Ray Train is a scalable machine learning library for distributed training and fine-tuning.
Ray Train allows you to scale model training code from a single machine to a cluster of machines in the cloud, and abstracts away the complexities of distributed computing. Whether you have large models or large datasets, Ray Train is the simplest solution for distributed training.
With Ray Train, you can:
Scale to multi-GPU and multi-node training with 0 code changes
Run any cloud (AWS, GCP, Azure, Kubernetes, or on-prem)
Use any ML framework including PyTorch, TensorFlow, Horovod, and many more
Easily run distributed data loading and hyperparameter tuning
Use built-in loggers for TensorBoard and MLflow
Existing solutions for distributed training often fall on either side of the wide gap between prototyping and production model training.
The prototyping side is populated with frameworks and libraries that are lightweight, focusing on development velocity and fast iteration, such as Huggingface Transformers and PyTorch Lightning. These frameworks are targeted towards data scientists—and leave the burden of cluster management and operations to the MLOps practitioner, who has to manage these frameworks at scale.
On the other side are heavyweight production frameworks like Kubeflow and SageMaker. The Kubeflow Training Operator provides a solution for distributed training on Kubernetes, but it lacks ease of use for development. Debugging a distributed training environment often requires relaunching the entire job and waiting for multiple minutes to see results.
We wanted to build a framework that could bring the best of both worlds together—extremely fast iteration while making it really easy to scale on different cluster environments.
Ray Train makes it easy to distributed computing across any accelerator, including GPUs, CPUS, or heterogeneous clusters with both types of accelerators.
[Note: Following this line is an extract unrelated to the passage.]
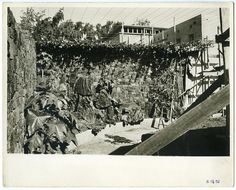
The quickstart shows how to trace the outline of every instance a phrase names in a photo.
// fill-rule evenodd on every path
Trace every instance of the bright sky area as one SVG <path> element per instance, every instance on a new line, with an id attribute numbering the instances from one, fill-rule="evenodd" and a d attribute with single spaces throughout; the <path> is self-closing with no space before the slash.
<path id="1" fill-rule="evenodd" d="M 194 16 L 202 14 L 203 34 L 213 37 L 216 34 L 217 26 L 219 26 L 219 7 L 158 7 L 153 4 L 140 4 L 126 6 L 123 4 L 76 4 L 73 7 L 69 5 L 41 4 L 40 7 L 32 6 L 35 11 L 45 10 L 45 17 L 52 17 L 62 7 L 64 7 L 64 20 L 71 19 L 73 22 L 82 21 L 84 23 L 105 24 L 108 20 L 120 21 L 124 24 L 133 24 L 137 19 L 148 19 L 151 26 L 169 28 L 175 24 L 179 24 Z M 20 22 L 22 12 L 26 10 L 26 6 L 11 7 L 13 14 Z"/>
With Ray Train, you can maximize efficiency while reducing costs, and ensure you’re training on the most cost-effective accelerators for your model.
If the GPU training is bottlenecked on expensive CPU preprocessing and the preprocessed Dataset is too large to fit in object store memory, then materializing the dataset doesn’t work. In this case, Ray’s native support for heterogeneous resources enables you to simply add more CPU-only nodes to your cluster, and Ray Data automatically scales out CPU-only preprocessing tasks to CPU-only nodes, making GPUs more saturated.
In general, adding CPU-only nodes can help in two ways:
Adding more CPU cores helps further parallelize preprocessing. This approach is helpful when CPU compute time is the bottleneck.
Increasing object store memory, which 1) allows Ray Data to buffer more data in between preprocessing and training stages, and 2) provides more memory to make it possible to cache the preprocessed dataset. This approach is helpful when memory is the bottleneck.
When it comes to iterative development, it is invaluable to run code immediately after writing it. But unfortunately, scaling development from a local or Jupyter environment to a production environment can be complicated and complex.
At Anyscale, we’re on a mission to make scalable computing effortless, which is why the Anyscale Platform supports VSCode and Jupyter notebooks directly in the API. That way, developers can program on their laptop and scale training to the cloud without the hassle of manually setting up distributed computing. This sets Ray Train apart from existing solutions, which will often make you wait for instances to start up in order to run your training script every time you make a code change or can be very complicated to integrate.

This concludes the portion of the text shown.